A Teaser: The Fastest Inverse Square Root¶
Here are 6 lines of C that compute faster than any library call in the 1990s:
float Q_rsqrt( float x )
{
long i;
float x2, y;
const float threehalfs = 1.5F;
x2 = x * 0.5F;
y = x;
i = * ( long * ) &y; // evil floating point bit level hacking
i = 0x5f3759df - ( i >> 1 ); // what the fuck?
y = * ( float * ) &i;
y = y * ( threehalfs - ( x2 * y * y ) ); // 1st iteration
return y;
}This code — from the Quake III Arena source — powered real-time 3D graphics on 1990s hardware. It looks like black magic, but every line has a precise mathematical explanation.
By the end of this chapter, you’ll understand every line.
Overview¶
This chapter is driven by a mystery from Chapter 1: why does the finite difference error increase when we make the step size smaller? By the end, you’ll not only understand the answer, but also see how floating-point representation can be exploited for creative algorithmic tricks.

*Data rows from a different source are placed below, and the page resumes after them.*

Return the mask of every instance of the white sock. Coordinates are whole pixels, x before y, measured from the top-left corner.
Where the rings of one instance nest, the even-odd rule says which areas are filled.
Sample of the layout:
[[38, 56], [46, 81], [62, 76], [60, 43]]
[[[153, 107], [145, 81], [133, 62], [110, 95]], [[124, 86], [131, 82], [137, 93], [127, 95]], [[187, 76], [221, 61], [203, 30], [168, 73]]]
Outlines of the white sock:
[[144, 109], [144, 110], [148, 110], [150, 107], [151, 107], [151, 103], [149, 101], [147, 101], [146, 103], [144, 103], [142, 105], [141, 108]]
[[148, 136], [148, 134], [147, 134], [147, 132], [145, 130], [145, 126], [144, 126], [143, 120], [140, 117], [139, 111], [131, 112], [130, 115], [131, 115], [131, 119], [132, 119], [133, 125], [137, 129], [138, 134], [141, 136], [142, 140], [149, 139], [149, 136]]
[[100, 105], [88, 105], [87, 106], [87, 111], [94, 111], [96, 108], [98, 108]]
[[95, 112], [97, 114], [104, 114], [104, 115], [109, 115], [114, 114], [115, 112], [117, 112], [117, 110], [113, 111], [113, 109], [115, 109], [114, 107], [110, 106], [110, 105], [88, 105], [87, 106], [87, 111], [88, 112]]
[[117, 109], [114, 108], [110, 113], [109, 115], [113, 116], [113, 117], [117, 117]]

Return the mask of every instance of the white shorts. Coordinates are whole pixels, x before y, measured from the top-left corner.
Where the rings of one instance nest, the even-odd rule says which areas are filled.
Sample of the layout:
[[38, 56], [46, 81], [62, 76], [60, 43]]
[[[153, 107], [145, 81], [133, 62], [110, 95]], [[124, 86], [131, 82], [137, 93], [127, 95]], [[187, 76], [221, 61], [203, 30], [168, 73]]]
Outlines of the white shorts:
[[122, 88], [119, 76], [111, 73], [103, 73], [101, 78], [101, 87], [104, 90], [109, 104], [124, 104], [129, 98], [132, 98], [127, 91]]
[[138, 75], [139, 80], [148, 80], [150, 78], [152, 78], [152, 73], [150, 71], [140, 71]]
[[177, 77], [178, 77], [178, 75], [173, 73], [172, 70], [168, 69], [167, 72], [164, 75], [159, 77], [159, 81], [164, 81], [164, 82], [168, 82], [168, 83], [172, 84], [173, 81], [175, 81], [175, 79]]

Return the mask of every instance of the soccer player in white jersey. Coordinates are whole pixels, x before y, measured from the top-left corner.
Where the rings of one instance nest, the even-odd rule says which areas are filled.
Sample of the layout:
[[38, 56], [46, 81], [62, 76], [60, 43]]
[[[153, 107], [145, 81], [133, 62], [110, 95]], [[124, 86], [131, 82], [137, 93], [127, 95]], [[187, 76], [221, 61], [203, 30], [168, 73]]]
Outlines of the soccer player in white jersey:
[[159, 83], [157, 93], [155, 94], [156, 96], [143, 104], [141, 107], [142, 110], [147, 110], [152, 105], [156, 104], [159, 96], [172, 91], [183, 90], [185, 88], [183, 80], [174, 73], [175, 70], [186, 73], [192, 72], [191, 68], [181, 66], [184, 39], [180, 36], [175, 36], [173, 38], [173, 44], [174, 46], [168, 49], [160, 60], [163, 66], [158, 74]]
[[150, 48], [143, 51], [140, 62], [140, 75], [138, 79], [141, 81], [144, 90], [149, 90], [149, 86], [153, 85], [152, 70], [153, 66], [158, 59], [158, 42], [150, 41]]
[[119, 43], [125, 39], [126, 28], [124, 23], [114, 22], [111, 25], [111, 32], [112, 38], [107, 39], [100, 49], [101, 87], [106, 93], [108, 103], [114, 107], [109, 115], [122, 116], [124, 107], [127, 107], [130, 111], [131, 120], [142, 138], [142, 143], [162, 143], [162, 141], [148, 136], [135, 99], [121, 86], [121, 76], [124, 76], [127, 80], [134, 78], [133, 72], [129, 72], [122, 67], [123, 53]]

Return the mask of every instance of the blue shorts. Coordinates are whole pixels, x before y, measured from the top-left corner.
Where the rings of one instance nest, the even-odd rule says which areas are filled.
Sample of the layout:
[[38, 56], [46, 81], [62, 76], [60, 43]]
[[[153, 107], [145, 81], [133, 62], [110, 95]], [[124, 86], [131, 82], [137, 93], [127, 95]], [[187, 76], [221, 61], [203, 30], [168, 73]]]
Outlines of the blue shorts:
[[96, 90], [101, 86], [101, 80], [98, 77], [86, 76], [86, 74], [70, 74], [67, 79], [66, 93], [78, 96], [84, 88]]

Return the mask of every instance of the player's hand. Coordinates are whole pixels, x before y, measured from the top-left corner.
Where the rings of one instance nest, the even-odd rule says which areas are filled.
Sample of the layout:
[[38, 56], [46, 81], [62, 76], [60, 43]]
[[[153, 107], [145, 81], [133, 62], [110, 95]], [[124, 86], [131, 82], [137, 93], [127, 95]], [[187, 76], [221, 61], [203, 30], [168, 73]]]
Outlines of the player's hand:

Errors and floating-point arithmetic — We define absolute and relative error, then introduce floating-point numbers as approximations with a relative error guarantee (machine epsilon). This immediately solves the finite difference mystery: subtracting nearly equal numbers amplifies relative error, creating a trade-off between truncation and round-off.
Condition numbers — Could we have predicted the finite difference problem before running any code? Yes — the condition number measures how much a computation amplifies input errors. We’ll see that subtraction is ill-conditioned when operands are close, giving a deeper theoretical explanation of the trade-off.
Stable and unstable algorithms — The condition number measures the problem’s sensitivity, but the algorithm matters too. We define stable and unstable algorithms, see how the same well-conditioned problem can give terrible results with a bad algorithm, and identify the three most dangerous floating-point operations.
Fast inverse square root — Now we look inside the floating-point representation (IEEE 754 bit layout) and discover that reinterpreting float bits as an integer gives an approximate logarithm. This insight, combined with Newton’s method, produces one of the most famous algorithms in computer science.
Learning Outcomes¶
After completing this chapter, you should be able to:
L2.1: Define absolute and relative error, and explain why relative error is the appropriate measure for floating-point computations.
L2.2: State the floating-point guarantee () and define machine epsilon.
L2.3: Explain the finite difference error trade-off between truncation and round-off.
L2.4: Compute condition numbers for simple functions and identify ill-conditioned problems.
L2.5: Explain the difference between a stable and unstable algorithm, and give an example of each for the same problem.
L2.6: Explain how the fast inverse square root exploits IEEE 754 bit representation.